Do ponto de vista do funcionamento da própria Plataforma, um observador lembrou da falta de representatividade das comunidades tradicionais. “Estamos preocupados porque o processo da plataforma está avançando sem uma representação das comunidades locais. Elas são coletivos que têm uma história em comum, em que os indivíduos se reconhecem como parte da coletividade e detém uma forma de se autogovernar”, disse Gustavo Sanches, do México. Ele requisitou diretamente espaço para as comunidades locais na LCIPP e ouviu da Secretaria da Plataforma, que assessora os trabalhos desta instância da UNFCCC, que os grupos precisam se credenciar e solicitar reconhecimento formal, mas não deu maiores detalhes sobre o processo.
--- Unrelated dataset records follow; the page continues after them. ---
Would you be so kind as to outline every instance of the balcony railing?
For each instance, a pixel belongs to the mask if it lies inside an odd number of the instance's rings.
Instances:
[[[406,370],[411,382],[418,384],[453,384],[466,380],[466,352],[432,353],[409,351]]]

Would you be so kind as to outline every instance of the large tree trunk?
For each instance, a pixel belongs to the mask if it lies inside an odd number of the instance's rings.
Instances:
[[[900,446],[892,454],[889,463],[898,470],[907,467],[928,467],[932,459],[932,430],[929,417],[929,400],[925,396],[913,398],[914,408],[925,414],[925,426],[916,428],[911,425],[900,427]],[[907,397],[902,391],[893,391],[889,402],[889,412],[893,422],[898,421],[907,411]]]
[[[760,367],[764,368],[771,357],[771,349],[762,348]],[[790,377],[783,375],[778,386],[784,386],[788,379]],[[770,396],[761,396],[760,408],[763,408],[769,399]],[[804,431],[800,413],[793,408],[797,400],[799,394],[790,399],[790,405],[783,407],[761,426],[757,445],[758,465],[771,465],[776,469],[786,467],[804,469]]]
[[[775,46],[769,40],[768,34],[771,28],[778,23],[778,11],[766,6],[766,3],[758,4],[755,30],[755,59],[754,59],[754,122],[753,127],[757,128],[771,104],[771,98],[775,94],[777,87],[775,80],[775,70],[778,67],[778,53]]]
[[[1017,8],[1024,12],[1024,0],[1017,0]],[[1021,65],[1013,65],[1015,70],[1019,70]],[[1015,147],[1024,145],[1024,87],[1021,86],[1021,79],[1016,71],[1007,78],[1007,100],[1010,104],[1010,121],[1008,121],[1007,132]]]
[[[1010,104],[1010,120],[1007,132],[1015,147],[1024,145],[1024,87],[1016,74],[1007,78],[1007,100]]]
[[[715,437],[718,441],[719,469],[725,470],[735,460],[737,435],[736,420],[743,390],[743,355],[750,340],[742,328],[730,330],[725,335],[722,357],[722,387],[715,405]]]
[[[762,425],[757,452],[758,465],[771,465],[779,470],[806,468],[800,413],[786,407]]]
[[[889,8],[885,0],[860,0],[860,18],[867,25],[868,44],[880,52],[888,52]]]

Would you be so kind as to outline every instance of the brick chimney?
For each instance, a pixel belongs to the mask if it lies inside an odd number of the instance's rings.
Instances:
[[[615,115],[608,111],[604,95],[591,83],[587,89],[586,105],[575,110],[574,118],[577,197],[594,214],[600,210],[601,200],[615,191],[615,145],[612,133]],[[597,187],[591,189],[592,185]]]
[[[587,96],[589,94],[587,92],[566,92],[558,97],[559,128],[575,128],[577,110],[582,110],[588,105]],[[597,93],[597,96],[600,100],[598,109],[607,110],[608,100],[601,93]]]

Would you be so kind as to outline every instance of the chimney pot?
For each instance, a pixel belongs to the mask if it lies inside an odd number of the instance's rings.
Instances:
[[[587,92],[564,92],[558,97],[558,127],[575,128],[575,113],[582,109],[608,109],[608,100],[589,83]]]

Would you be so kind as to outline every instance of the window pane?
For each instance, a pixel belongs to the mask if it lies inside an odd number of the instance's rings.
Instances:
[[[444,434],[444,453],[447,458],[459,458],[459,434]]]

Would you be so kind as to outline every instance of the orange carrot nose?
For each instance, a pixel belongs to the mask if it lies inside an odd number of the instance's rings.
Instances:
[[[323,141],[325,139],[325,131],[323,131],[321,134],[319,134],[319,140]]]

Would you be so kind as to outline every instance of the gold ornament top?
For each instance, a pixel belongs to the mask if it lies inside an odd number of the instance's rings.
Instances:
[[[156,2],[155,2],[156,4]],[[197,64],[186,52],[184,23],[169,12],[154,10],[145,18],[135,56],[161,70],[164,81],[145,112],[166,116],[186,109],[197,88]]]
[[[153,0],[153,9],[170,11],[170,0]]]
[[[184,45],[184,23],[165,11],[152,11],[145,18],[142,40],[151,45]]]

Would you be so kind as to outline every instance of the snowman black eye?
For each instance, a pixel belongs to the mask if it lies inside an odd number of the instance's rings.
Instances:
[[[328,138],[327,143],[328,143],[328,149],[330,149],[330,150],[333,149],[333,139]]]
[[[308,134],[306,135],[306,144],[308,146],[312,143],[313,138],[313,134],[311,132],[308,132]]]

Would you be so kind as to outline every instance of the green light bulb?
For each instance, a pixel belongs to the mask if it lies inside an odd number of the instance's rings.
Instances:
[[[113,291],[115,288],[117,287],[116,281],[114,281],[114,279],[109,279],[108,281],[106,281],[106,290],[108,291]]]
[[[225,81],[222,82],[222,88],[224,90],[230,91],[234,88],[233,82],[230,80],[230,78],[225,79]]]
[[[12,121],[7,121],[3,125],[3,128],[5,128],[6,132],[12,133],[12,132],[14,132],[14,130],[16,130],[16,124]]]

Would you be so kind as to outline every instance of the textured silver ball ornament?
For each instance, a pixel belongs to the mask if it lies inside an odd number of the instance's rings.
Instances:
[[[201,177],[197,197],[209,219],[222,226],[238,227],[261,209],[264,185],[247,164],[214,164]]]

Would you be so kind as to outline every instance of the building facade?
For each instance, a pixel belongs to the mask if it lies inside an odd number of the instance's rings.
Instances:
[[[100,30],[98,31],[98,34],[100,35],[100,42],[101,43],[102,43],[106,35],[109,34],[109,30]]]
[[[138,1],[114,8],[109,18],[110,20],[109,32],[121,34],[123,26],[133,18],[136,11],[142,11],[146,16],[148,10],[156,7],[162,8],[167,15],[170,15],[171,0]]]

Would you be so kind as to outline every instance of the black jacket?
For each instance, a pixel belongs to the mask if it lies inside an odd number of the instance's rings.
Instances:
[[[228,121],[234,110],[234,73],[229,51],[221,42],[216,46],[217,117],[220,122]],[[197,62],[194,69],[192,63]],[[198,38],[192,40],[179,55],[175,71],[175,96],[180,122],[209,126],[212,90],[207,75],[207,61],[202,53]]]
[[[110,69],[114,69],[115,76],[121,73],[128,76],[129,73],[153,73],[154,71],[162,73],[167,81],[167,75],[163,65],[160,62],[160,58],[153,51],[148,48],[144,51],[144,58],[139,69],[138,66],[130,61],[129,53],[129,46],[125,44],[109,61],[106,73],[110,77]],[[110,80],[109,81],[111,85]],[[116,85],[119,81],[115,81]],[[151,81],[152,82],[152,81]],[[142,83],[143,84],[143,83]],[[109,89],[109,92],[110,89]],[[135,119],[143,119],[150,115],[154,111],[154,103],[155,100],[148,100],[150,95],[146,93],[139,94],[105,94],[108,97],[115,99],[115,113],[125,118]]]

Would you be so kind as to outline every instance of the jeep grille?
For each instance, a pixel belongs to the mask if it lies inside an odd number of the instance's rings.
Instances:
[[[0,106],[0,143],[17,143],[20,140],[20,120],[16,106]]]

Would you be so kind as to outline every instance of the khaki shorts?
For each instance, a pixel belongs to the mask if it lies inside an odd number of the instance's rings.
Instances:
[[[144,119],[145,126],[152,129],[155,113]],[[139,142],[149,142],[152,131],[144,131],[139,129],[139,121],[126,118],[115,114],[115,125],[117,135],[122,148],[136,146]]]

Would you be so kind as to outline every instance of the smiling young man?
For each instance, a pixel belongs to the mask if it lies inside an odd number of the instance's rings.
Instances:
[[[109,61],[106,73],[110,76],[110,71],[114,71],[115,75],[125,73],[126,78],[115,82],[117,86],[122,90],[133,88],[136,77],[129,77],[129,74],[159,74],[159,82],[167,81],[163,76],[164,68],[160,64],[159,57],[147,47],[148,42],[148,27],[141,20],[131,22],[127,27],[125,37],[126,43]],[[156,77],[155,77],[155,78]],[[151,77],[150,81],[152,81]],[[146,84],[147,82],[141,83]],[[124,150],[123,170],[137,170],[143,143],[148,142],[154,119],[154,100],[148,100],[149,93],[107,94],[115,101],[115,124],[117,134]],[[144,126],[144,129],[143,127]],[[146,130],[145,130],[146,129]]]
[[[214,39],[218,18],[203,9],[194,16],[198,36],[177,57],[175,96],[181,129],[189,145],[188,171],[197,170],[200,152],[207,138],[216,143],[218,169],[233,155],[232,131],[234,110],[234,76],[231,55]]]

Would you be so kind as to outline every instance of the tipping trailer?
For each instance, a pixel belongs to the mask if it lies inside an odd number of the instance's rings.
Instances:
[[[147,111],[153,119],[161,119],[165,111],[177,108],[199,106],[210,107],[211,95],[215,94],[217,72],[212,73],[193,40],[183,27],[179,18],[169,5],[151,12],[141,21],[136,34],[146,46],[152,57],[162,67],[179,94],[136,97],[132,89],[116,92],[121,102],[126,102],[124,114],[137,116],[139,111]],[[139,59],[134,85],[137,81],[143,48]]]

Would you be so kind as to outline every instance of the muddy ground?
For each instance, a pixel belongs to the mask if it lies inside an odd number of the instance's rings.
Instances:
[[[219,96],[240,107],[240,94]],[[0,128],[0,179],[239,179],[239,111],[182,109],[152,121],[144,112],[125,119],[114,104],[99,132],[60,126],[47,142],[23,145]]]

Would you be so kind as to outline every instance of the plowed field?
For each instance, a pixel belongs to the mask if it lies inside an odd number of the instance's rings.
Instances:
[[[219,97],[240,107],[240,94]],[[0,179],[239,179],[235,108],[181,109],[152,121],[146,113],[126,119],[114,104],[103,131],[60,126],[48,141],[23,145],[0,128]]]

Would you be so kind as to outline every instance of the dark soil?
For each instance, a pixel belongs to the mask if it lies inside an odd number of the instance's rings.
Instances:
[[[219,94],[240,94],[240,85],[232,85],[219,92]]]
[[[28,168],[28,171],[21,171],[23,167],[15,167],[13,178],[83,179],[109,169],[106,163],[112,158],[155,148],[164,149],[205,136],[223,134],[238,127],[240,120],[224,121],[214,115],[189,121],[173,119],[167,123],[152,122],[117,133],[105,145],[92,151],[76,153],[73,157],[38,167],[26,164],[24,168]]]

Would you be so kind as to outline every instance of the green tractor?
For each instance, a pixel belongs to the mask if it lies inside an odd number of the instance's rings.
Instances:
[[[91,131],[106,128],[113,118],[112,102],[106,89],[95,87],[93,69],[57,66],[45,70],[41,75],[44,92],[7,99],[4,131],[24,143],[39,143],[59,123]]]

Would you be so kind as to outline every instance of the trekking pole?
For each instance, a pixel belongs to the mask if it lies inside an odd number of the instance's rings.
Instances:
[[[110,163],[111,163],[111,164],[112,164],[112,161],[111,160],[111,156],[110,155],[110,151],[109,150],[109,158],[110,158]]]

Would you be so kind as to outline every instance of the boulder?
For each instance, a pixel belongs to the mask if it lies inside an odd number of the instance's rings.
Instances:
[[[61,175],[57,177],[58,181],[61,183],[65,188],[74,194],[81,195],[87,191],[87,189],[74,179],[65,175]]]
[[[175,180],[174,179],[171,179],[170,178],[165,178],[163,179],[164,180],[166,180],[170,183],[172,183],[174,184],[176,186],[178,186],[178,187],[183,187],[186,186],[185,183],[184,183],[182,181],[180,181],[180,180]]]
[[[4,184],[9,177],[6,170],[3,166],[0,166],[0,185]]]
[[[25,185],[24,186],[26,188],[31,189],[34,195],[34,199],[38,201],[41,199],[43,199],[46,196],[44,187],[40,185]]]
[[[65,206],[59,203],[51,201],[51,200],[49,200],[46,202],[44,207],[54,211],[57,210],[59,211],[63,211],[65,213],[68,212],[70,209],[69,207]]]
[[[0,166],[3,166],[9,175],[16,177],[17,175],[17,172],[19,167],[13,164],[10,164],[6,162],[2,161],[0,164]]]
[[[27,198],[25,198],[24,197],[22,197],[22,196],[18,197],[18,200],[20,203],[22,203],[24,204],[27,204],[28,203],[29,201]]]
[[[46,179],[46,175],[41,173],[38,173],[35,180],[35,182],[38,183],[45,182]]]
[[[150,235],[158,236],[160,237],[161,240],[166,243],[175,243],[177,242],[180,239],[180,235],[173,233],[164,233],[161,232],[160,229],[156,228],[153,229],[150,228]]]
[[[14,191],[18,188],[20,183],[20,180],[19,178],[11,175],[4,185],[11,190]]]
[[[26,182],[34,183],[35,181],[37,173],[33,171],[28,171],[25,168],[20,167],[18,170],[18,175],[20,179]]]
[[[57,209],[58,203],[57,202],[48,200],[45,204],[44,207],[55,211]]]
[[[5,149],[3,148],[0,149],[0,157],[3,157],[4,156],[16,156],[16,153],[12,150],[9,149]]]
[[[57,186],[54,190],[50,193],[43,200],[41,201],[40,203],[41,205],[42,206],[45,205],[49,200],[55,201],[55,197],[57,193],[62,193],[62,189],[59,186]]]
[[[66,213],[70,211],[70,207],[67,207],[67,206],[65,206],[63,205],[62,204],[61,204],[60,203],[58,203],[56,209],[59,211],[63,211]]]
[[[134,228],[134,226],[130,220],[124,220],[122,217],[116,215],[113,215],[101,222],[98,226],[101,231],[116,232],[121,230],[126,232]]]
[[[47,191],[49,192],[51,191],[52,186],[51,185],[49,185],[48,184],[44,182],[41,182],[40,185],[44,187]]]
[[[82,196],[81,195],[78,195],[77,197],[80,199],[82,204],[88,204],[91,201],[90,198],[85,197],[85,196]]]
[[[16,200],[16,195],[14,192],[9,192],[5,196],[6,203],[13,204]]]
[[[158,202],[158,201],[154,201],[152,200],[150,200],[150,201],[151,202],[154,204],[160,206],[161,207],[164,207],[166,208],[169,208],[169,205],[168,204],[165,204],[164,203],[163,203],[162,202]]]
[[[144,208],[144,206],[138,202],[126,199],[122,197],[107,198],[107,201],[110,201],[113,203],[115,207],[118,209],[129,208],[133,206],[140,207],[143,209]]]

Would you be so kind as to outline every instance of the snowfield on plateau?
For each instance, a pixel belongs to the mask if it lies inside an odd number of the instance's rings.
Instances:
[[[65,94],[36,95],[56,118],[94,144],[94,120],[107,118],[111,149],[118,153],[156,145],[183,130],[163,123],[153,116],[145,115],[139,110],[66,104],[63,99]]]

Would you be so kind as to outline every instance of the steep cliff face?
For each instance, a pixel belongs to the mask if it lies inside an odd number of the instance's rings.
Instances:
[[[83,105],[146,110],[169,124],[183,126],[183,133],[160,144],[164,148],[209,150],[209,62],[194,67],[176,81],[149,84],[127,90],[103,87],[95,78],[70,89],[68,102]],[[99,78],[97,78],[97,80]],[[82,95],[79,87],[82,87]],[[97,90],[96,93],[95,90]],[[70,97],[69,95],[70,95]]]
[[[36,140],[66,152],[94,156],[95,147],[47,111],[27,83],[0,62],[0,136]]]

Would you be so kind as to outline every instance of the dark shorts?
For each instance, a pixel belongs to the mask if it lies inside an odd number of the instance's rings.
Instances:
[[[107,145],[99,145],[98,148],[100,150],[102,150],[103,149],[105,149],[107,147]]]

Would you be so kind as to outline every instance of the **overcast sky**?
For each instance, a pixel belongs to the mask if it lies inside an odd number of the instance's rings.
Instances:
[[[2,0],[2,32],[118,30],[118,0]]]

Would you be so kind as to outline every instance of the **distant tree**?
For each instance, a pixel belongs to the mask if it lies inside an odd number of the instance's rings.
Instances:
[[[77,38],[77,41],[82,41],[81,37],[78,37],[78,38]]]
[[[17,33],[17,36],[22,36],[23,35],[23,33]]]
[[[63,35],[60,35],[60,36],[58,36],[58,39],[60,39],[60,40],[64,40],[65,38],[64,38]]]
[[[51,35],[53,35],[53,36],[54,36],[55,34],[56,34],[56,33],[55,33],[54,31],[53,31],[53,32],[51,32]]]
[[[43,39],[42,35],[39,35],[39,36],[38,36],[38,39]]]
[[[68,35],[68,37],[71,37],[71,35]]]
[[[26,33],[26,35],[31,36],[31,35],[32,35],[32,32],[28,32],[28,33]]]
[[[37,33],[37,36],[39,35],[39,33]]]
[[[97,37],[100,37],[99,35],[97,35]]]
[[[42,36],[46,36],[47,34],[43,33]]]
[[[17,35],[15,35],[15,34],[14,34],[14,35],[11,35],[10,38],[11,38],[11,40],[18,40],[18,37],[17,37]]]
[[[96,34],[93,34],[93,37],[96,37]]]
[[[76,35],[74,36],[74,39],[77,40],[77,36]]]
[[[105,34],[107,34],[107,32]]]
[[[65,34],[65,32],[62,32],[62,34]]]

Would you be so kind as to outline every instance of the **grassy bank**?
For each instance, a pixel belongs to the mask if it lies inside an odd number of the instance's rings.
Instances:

Ao mesmo tempo em que a colaboração ampla e qualificada de membros e observadores da Plataforma tem sido reconhecida como estratégica para seu êxito, as lacunas para os próprios indígenas seguem numerosas, como a participação das mulheres, de jovens, de representantes da Amazônia, bem como ajustes com relação ao fuso horário, em especial para o efetivo acompanhamento de comunidades do Pacífico, e a importância da tradução de documentos e transmissão de reuniões em mais idiomas.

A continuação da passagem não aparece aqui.